In our opinion, wastewater testing is becoming increasingly important as more COVID-19 tests are performed at home. And because vaccination has also led to milder and asymptomatic cases of COVID-19, people can become infected without being tested at all. These factors mean that data from clinical cases are less informative than earlier in the pandemic, while wastewater data remain a consistent indicator of the level of infection in the local community.

So far, you can not accurately predict the number of infected individuals in a community based on the level of virus in its wastewater. The stage of a person’s infection, how their body reacts to the virus, the viral variant, how far a person was from where the wastewater sample was taken, even the weather can all affect the amount of SARS-CoV-2 measured in waste water.

But researchers can deduce relative changes in the infection rate. Watching viral levels go up and down in sewage gives a glimpse of whether cases are rising or falling in society as a whole.

Because SARS-CoV-2 can be detected in sewage days or even weeks before outbreaks occur, sewage monitoring can provide an early warning that public health measures may be warranted. And trends in the signal are important – if you know the levels are rising, it may be a good time to reintroduce a mask mandate or recommend working from home. At present, public health officials use wastewater monitoring data along with other information as test positivity rates and the number of clinical cases and admissions to the community to make these kinds of decisions.

Sequencing data can also help detect new variants and monitor their levels, allowing health responses to take into account the characteristics of the variant present.
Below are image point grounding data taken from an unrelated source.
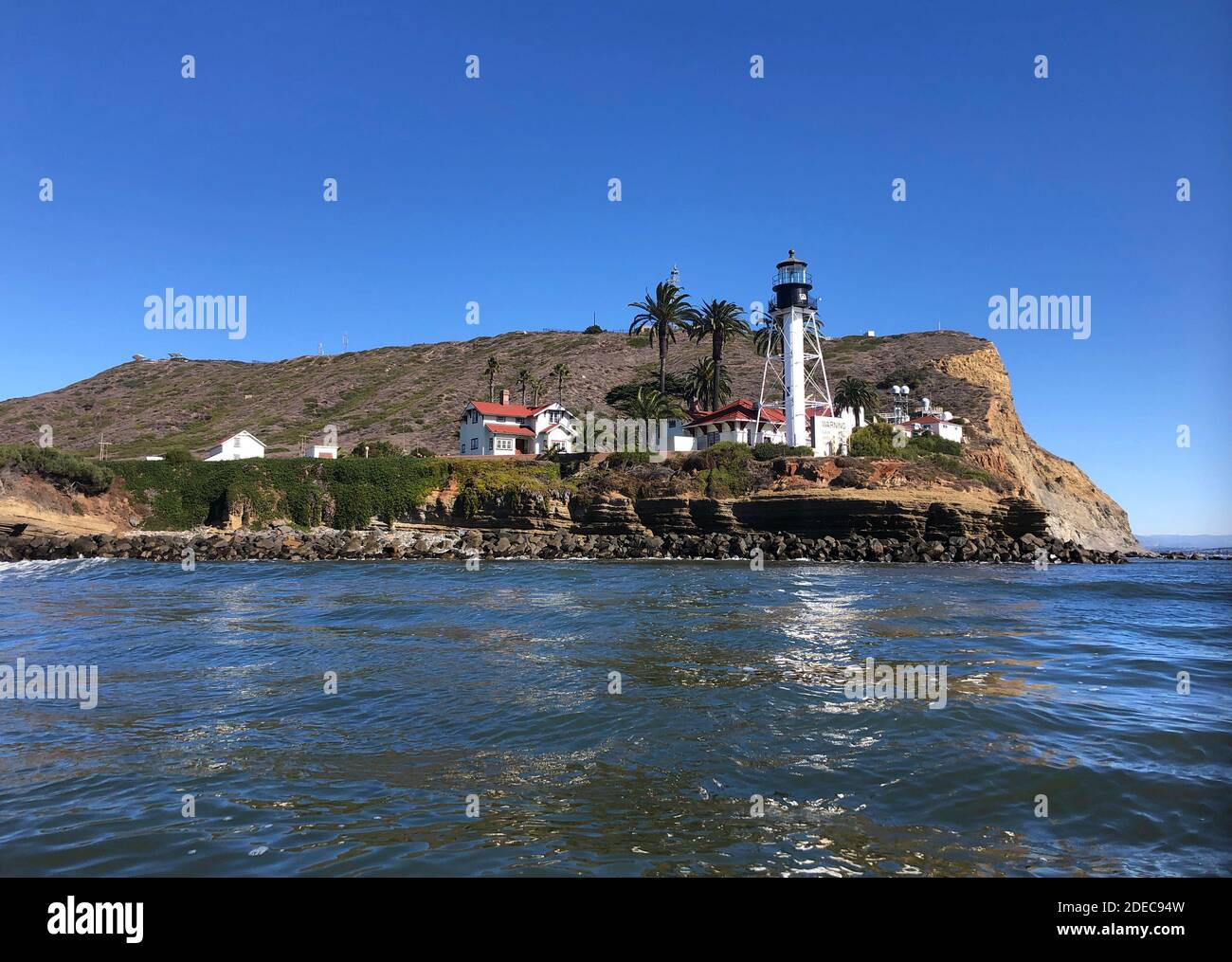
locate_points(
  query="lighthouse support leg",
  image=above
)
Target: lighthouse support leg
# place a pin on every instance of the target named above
(793, 377)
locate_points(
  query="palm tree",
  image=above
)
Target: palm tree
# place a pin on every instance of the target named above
(651, 406)
(489, 371)
(700, 385)
(524, 381)
(663, 316)
(537, 387)
(855, 394)
(722, 321)
(561, 372)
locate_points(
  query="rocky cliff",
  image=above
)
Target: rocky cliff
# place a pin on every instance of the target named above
(413, 395)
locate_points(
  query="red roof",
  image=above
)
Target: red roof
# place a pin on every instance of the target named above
(737, 410)
(746, 410)
(506, 410)
(510, 428)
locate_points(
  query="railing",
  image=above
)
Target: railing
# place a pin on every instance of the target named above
(791, 275)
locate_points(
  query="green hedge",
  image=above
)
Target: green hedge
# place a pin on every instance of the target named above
(64, 471)
(768, 451)
(307, 492)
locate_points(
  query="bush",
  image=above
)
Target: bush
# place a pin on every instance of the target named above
(626, 459)
(725, 469)
(299, 489)
(934, 445)
(66, 472)
(376, 450)
(768, 451)
(874, 441)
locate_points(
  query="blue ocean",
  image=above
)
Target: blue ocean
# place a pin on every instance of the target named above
(617, 718)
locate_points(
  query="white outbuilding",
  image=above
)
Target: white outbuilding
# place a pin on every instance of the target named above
(237, 447)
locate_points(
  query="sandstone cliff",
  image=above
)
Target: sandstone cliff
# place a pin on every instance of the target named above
(413, 395)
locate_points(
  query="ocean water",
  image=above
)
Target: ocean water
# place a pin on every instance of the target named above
(496, 685)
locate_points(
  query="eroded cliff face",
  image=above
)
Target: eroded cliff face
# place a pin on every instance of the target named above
(1076, 508)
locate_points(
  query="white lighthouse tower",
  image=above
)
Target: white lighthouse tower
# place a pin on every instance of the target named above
(796, 344)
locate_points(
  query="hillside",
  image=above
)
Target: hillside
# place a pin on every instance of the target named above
(413, 397)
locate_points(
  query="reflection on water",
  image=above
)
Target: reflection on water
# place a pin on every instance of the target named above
(730, 751)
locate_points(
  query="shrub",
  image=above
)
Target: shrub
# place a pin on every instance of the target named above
(934, 445)
(302, 490)
(376, 450)
(768, 451)
(626, 459)
(874, 441)
(725, 469)
(66, 472)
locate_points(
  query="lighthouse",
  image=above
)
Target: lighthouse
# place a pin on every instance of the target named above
(793, 309)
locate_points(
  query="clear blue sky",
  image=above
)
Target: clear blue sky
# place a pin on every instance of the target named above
(496, 190)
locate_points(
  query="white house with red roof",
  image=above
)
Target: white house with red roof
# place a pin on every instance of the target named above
(740, 422)
(491, 427)
(237, 447)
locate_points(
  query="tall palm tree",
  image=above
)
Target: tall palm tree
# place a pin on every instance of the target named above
(721, 320)
(651, 406)
(561, 372)
(489, 371)
(524, 381)
(768, 341)
(855, 393)
(663, 316)
(700, 385)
In smaller populations, such as in dormitories and nursing homes, wastewater monitoring can detect a small number of infected people. It may sound alarming that targeted clinical testing is to identify infected people for isolation. Early detection, targeted testing and quarantine are effective in preventing outbreaks. Instead of using clinical trials for routine monitoring, administrators may reserve disruptive clinical trials for times when SARS-CoV-2 is detected in wastewater.
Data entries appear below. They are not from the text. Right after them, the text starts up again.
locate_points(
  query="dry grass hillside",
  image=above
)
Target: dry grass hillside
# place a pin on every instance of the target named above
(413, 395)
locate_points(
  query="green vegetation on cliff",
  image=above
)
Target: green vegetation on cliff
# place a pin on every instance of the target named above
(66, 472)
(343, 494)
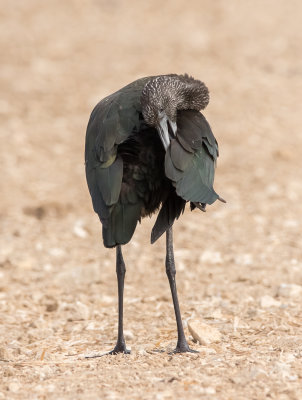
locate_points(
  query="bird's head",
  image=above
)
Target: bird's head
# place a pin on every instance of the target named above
(164, 95)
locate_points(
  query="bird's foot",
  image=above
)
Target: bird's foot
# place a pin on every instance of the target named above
(183, 348)
(119, 348)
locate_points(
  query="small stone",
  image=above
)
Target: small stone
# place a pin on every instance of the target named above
(205, 334)
(52, 306)
(268, 301)
(79, 230)
(14, 386)
(128, 335)
(289, 290)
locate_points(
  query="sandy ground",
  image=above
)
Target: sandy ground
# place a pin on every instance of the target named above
(239, 265)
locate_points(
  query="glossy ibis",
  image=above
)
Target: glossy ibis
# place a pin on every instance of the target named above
(149, 148)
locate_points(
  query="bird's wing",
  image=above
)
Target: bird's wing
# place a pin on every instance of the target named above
(111, 122)
(170, 210)
(191, 159)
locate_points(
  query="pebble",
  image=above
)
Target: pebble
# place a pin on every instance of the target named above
(14, 386)
(128, 335)
(203, 333)
(289, 290)
(268, 301)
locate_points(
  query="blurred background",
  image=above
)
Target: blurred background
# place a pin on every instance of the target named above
(58, 59)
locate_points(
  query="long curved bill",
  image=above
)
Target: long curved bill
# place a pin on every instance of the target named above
(164, 132)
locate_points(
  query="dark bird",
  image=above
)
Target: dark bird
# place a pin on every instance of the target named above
(149, 148)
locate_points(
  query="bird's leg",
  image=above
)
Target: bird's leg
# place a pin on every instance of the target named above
(120, 346)
(182, 345)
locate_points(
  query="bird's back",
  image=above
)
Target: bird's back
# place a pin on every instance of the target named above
(130, 175)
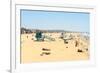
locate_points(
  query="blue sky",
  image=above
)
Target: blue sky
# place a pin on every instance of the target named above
(70, 21)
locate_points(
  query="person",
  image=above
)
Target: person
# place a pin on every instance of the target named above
(38, 35)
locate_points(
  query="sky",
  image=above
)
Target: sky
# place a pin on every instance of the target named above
(50, 20)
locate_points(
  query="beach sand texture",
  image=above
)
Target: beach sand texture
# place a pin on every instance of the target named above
(57, 50)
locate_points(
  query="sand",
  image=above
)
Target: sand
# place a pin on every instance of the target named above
(31, 50)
What will surveillance look like in the future?

Widespread and routine use of wastewater monitoring would provide public health authorities with access to information on the level of a range of potential infections in American communities. These data can guide decisions on where to make additional resources available to communities, such as holding test or vaccination clinics in places where the infection is on the rise. It can also help determine when interventions such as masking or school closures are necessary.

At best, wastewater monitoring can catch a new virus once it arrives in a new area; an early shutdown in the very local area could potentially prevent a future pandemic. Interestingly, researchers have discovered SARS-CoV-2 in archived wastewater samples collected before someone had been diagnosed with COVID-19. If wastewater monitoring had been part of the established public health infrastructure back in late 2019, it could have given an earlier warning that SARS-CoV-2 was becoming a global threat.
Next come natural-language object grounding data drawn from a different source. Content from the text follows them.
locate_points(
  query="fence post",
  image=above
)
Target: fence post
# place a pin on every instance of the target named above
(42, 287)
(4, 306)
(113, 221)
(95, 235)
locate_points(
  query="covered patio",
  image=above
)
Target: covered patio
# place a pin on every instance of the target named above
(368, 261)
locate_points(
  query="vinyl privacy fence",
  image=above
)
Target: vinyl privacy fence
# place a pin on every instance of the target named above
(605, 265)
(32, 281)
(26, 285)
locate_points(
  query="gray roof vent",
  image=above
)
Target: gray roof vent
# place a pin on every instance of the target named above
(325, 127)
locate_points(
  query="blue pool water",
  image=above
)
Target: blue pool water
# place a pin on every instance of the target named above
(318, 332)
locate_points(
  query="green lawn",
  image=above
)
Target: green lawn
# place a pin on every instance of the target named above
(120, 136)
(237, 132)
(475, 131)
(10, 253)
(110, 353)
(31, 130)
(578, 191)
So far, the establishment and operation of a national wastewater monitoring system, especially one that includes building-level monitoring at key sites, is still too expensive and labor-intensive.

Ongoing research and development efforts seek to simplify and automate wastewater sampling. On the assay side, adapting PCR and sequencing technologies to detect other pathogens, including new ones, will be crucial to take full advantage of such a system. Ultimately, wastewater monitoring can help support a future where pandemics are far less deadly and have less social and economic consequences.